How to best translate this C++ algorithm into D?

Sat Jun 7 08:39:52 PDT 2014

On Saturday, 7 June 2014 at 13:31:21 UTC, logicchains wrote:
> On Saturday, 7 June 2014 at 13:25:07 UTC, Timon Gehr wrote:
>> What about (untested)?:
>>
>> static forest_t[] possible_meals = [{-1, -1, +1}, {-1, +1, 
>> -1}, {+1, -1, -1}];
>> return forests.map!(a=>possible_meals.map!(b=>b+a))
>>    .join.partition!forest_invalid.sort.uniq.array;
>>
>> (Of course, this still allocates two arrays.)
>
> That seems around 5% slower, for some reason.

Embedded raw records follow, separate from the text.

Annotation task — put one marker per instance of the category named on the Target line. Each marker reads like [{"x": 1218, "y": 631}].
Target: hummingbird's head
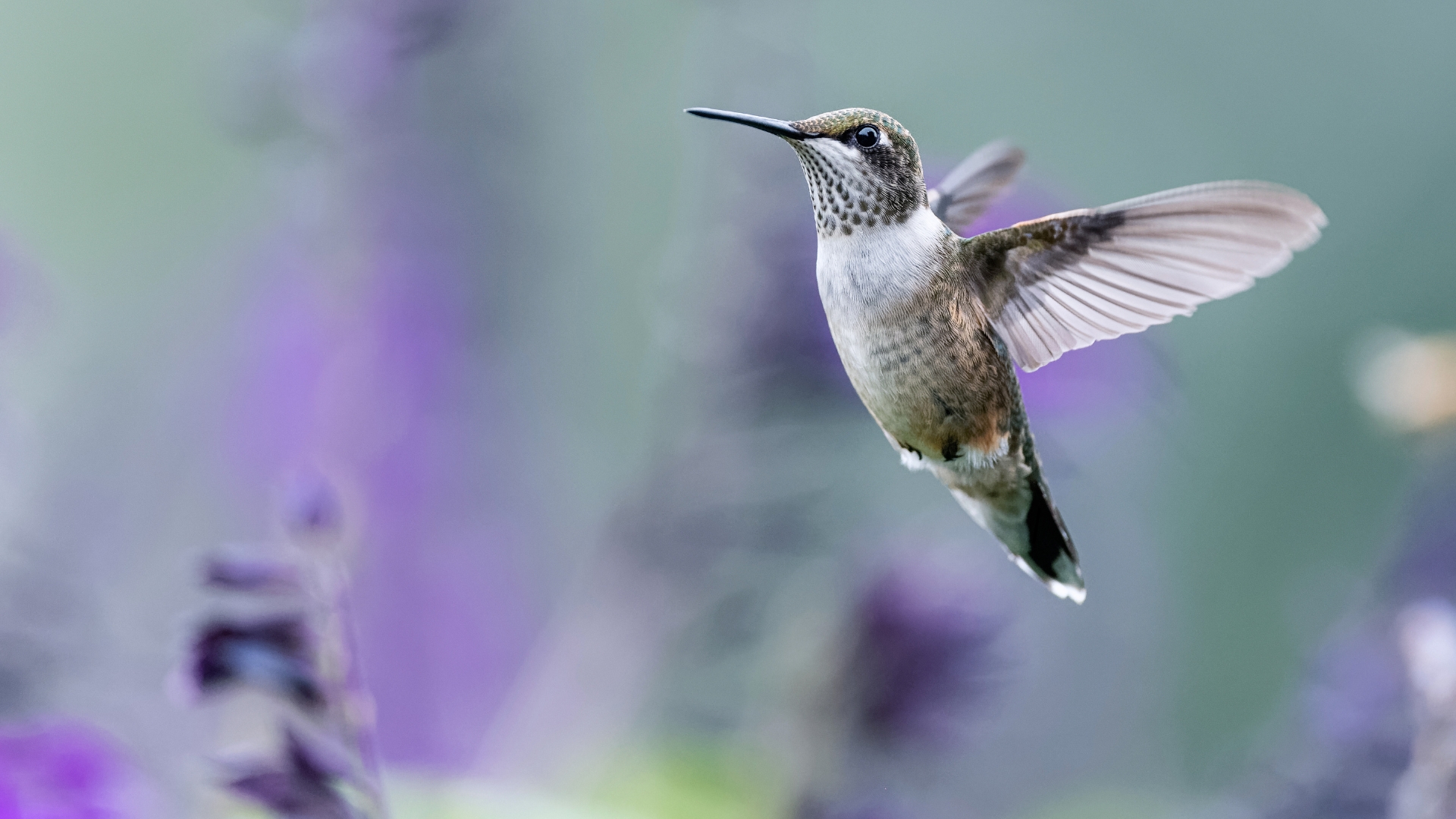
[{"x": 862, "y": 167}]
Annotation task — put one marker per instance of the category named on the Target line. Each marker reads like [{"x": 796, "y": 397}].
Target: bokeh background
[{"x": 460, "y": 281}]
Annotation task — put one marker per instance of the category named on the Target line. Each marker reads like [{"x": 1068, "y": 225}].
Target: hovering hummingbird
[{"x": 928, "y": 324}]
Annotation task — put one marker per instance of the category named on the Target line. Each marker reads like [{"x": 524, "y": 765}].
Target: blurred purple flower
[
  {"x": 63, "y": 771},
  {"x": 312, "y": 509},
  {"x": 273, "y": 654},
  {"x": 300, "y": 786},
  {"x": 921, "y": 657},
  {"x": 253, "y": 575}
]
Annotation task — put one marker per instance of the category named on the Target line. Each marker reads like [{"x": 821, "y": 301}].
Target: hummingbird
[{"x": 929, "y": 324}]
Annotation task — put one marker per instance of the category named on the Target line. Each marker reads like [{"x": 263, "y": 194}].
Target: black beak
[{"x": 777, "y": 127}]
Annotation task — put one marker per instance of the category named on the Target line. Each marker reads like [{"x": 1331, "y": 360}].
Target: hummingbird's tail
[
  {"x": 1036, "y": 539},
  {"x": 1050, "y": 557}
]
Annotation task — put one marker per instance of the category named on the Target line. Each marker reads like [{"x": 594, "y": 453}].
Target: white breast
[{"x": 864, "y": 278}]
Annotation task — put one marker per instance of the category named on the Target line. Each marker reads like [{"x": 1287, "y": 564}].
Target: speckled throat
[{"x": 854, "y": 188}]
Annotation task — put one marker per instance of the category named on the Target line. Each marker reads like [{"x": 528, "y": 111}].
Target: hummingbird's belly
[{"x": 935, "y": 387}]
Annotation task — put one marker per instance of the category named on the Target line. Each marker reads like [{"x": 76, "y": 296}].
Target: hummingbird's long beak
[{"x": 777, "y": 127}]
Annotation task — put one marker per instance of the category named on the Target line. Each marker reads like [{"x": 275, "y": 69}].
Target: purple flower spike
[
  {"x": 312, "y": 509},
  {"x": 253, "y": 575},
  {"x": 921, "y": 662},
  {"x": 271, "y": 654},
  {"x": 302, "y": 787},
  {"x": 63, "y": 771}
]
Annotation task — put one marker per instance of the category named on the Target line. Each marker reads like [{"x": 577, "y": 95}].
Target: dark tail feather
[{"x": 1052, "y": 553}]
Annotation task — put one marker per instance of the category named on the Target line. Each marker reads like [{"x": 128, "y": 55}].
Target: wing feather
[
  {"x": 974, "y": 183},
  {"x": 1071, "y": 279}
]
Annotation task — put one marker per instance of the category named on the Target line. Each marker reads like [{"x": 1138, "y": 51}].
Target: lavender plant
[{"x": 280, "y": 626}]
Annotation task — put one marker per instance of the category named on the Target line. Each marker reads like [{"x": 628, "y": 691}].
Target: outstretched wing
[
  {"x": 1068, "y": 280},
  {"x": 974, "y": 183}
]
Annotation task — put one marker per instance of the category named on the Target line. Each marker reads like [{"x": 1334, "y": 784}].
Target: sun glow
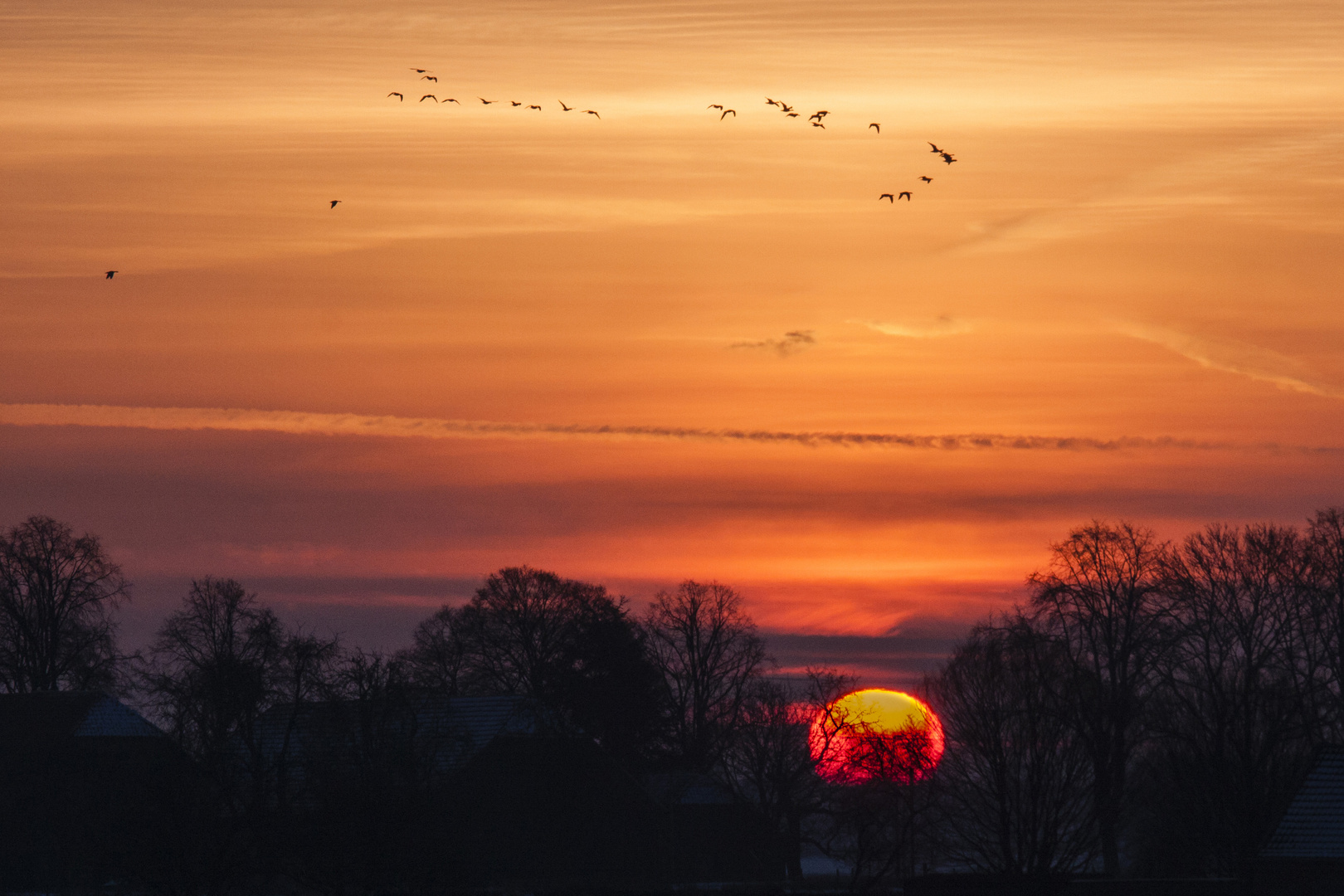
[{"x": 877, "y": 735}]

Testing with dmd head, with input "300 300 300" (for what it's 
worth).

I was able to identify two "choke points". The first, is building 
the initial forest. A straight up allocation + loop gave me about 
a 25% improvement (10s => 8S)

     forest_t[] arr = 
uninitializedArray!(forest_t[])(forests.length * 3);
     size_t j = size_t.max;
     foreach ( ref const a; forests )
     {
         arr[++j] = forest_t(-1, -1, +1) + a;
         arr[++j] = forest_t(-1, +1, -1) + a;
         arr[++j] = forest_t(+1, -1, -1) + a;
     }

Then, you are using the code:
.partition!(forest_invalid).sort.uniq.array;

The "advantage" of "partition" over "filter" is that "partition" 
is a greedy inplace algorithm. But then, you go on to use "uniq", 
which is lazy, and requires "array". I implemented a (very) 
simplistic in-place "removeDuplicates":

T[] removeDuplicates(T)(T[] r)
{
     if (r.empty) return r;
     size_t i = 0, j = 1;
     for ( ; j < r.length ; ++j)
     {
        if (r[i] != r[j])
          r[++i] = r[j];
     }
     return r[0 .. ++i];
}

=> .partition!(forest_invalid).sort.removeDuplicates;

This gave me a some speed up (but nothing huge). Tweaking 
removeDuplicates to detect "runs at once" could prove to squeeze 
out more juice but ...

... instead of keeping "true" to your code, there is a faster way 
than "sort" to remove duplicates. Hashing. The code becomes:

     bool[forest_t] hash;
     foreach (tree ; arr.partition!forest_invalid)
         hash[tree] = true;
     return hash.keys;

This give me about a 90% speedup (8s => 4.5s). Note though that 
this is not in-place at all. Also, I don't know if having the 
ouput actually sorted was important for you, or if it was only an 
implementation detail. In any case, if you want sorted, then you 
can:
return hash.keys.sort();
But at that point, there has to be *some* duplication to justify 
using the hash table.

The downside to all of this, is that the solution is now 
not-so-functional:

   forest_t[] meal(forest_t[] forests) {
     forest_t[] arr = 
uninitializedArray!(forest_t[])(forests.length * 3);
     size_t j = size_t.max;
     foreach ( ref const a; forests )
     {
         arr[++j] = forest_t(-1, -1, +1) + a;
         arr[++j] = forest_t(-1, +1, -1) + a;
         arr[++j] = forest_t(+1, -1, -1) + a;
     }
     bool[forest_t] hash;
     foreach (tree ; arr.partition!forest_invalid)
         hash[tree] = true;
     return hash.keys;
   }